It's pretty simple (and again, I think I'm disagreeing pretty staunchly with Professor Berri here), there are tens of thousands of actions on the basketball court (see the growing prominence of SportsVU and Vantage Sports data) and the box-score captures a very small fraction of these actions. When we perform all this fancy statistical voodoo with +/-, we can do a much better job of encapsulating the total effect of ALL of these actions, BUT we cannot isolate what is driving them.
The box-score yields a problem of incompleteness.
+/- yields a problem of lack of specificity/granularity.
Let's think of a quick example.
Lebron high screen, Delly handling, JR in the corner, Frye on the wing.
Delly notes that Bron draws JR's man slightly off weakside corner to pressure rolling Bron. He swings it to him, but Frye's man had shifted over to deter JR's shot so JR kicks it to Frye who drains an open 3. +3 for Cleveland.
Delly gets a hockey assist, JR gets an assist, Frye gets a 1-1 3PM, Lebron gets nothing. BUT Lebron created the bulk of the opportunity by A.) being the deadliest finisher in the game, B.) screening the ball, C.) rolling towards the basket. Delly deserves credit for seeing/making the correct pass, JR deserves credit for being a good enough shooter to draw some attention from Frye's man and for making the kick. Frye deserves credit for draining the shot.
How do we distribute out that +3? We can try to assign credit ourselves, but at the end of the day, it'll be arbitrary. RAPM, on the other hand, can do so with more accuracy than we can - it just looks at how successful 4-man units + Lebron are, and how successful those same 4-man units are with another player in place of Lebron, and then make a determination of how much impact Lebron is estimated to have had on said lineup (while adjusting for strength of opposing 5-man units). Problem is, it doesn't JUST tell us that, it just tells us how much Lebron impacts EVERY possible 4-man unit, so we can't say how much credit he deserves for that +3, but we CAN say how much credit he deserves for the whole year (scaled to 100-possessions). Obviously with a margin of error, but, to put it frankly, that's something that's present with basic-level data anyway - hardly enough to just dismiss it.
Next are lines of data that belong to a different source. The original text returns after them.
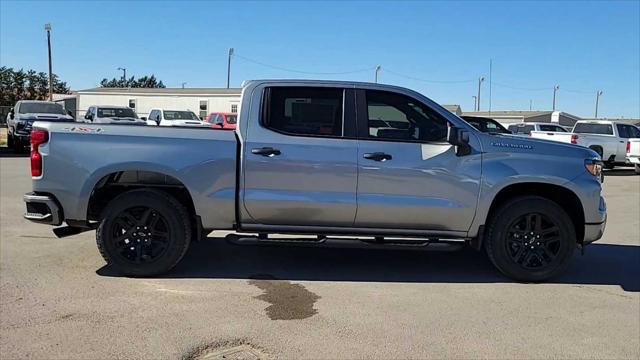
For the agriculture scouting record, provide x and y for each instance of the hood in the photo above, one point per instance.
(521, 144)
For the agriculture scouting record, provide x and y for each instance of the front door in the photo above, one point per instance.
(409, 177)
(300, 160)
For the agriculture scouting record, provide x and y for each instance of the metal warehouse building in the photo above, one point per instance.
(199, 100)
(510, 117)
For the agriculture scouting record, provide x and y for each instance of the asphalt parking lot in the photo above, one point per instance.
(58, 300)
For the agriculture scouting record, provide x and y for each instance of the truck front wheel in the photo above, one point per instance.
(143, 233)
(530, 239)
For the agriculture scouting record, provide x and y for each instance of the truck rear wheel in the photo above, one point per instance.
(530, 239)
(143, 233)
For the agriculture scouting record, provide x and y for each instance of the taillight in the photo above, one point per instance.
(574, 139)
(38, 137)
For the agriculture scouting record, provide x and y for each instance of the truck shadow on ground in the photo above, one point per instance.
(215, 258)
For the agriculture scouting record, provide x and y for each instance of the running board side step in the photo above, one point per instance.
(348, 242)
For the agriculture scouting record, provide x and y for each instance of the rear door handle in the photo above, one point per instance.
(377, 156)
(266, 151)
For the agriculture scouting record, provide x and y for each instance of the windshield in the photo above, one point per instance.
(180, 115)
(521, 129)
(593, 128)
(41, 108)
(116, 112)
(495, 127)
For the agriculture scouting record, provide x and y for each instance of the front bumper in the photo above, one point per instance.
(43, 209)
(594, 231)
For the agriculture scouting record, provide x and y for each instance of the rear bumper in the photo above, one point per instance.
(43, 209)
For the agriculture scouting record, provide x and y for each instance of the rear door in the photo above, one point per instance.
(300, 158)
(409, 177)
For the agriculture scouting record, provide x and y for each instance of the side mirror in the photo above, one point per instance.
(460, 139)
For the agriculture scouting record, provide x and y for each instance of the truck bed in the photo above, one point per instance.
(201, 159)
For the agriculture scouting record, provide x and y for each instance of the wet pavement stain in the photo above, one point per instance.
(288, 301)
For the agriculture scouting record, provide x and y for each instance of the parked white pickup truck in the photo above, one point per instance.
(633, 153)
(607, 138)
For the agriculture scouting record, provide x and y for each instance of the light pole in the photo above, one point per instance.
(229, 66)
(480, 80)
(124, 74)
(47, 27)
(555, 88)
(598, 93)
Perhaps one day, the SportsVU/Vantage-type data will be broadly available to the public and fanbase, and then we can break these things down individually and create far more accurate statistical profiles. However that day is not here yet, and until then it's smart to be accepting of any and all possible tool. Just be prescient of its weaknesses rather than outright dismissing it.